Performance of lists vs. list comprehensions

Arnaud Delobelle arnodel at googlemail.com
Tue Jan 19 16:01:31 EST 2010


Gerald Britton <gerald.britton at gmail.com> writes:

> [snip]
>
>>
>> Yes, list building from a generator expression *is* expensive. And
>> join has to do it, because it has to iterate twice over the iterable
>> passed in: once for calculating the memory needed for the joined
>> string, and once more to actually do the join (this is implementation
>> dependent, of course). If the iterable is a list already, the list
>> building is not needed.
>
> if join has to iterate twice over the iterable, how does this work?
>
> $ python3.1
> Python 3.1.1+ (r311:74480, Nov  2 2009, 14:49:22)
> [GCC 4.4.1] on linux2
> Type "help", "copyright", "credits" or "license" for more information.
>>>> l = map(str, (x for x in range(10) if int(x)%2))
>>>> '.'.join(l)
> '1.3.5.7.9'
>>>>
>
> If join had to iterate twice over l, it would be consumed on the first
> pass.  If it works as you say then join would have to copy the
> iterable on the first pass, effectively turning it into a list.
> Though I didn't read through it, I would suppose that join could use a
> dynamic-table approach to hold the result, starting with some
> guesstimate then expanding the result buffer if and when needed.

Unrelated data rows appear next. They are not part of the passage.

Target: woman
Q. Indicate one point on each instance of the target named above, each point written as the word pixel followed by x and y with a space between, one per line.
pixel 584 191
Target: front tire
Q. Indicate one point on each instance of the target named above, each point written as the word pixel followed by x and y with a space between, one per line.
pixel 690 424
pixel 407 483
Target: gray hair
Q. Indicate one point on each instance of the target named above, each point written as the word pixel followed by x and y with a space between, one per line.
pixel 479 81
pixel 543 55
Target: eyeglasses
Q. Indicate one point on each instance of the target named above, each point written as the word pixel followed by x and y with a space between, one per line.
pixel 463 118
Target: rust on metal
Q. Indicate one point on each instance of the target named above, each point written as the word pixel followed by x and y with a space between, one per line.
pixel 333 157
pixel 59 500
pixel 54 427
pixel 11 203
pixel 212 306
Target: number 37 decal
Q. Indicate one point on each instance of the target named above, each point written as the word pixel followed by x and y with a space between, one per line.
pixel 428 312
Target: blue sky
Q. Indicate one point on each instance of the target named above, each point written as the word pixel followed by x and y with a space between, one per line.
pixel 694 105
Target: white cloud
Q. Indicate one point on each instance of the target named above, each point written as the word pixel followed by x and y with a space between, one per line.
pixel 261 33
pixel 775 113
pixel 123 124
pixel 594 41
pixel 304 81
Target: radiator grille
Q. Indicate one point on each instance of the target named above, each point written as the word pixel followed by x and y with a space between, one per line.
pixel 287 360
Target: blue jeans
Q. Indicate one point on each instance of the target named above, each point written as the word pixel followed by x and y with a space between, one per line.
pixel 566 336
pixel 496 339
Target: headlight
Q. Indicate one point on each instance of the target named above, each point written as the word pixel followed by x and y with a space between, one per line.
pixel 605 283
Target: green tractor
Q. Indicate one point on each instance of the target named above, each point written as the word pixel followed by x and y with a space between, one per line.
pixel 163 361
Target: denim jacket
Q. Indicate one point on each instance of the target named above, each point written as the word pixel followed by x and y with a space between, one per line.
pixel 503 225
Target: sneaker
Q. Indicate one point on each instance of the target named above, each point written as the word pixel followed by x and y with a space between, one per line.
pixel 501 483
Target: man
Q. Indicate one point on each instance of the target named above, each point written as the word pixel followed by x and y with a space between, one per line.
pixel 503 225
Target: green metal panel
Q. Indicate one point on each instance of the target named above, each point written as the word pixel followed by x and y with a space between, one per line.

Looking at the source (py3k):

PyObject *
PyUnicode_Join(PyObject *separator, PyObject *seq)
{
    [skip declarations]

    fseq = PySequence_Fast(seq, "");
    if (fseq == NULL) {
        return NULL;
    }

    [code that works out the length of the joined string then allocates
     memory, then fills it]
}

Where PySequence_Fast(seq, "") returns seq if seq is already a tuple or
a list and otherwise returns a new tuple built from the elements of seq.

So no, it doesn't guess the size of the joined string and yes, it
iterates twice over the "sequence" (I would have thought it should be
called an iterable) by copying it into a tuple.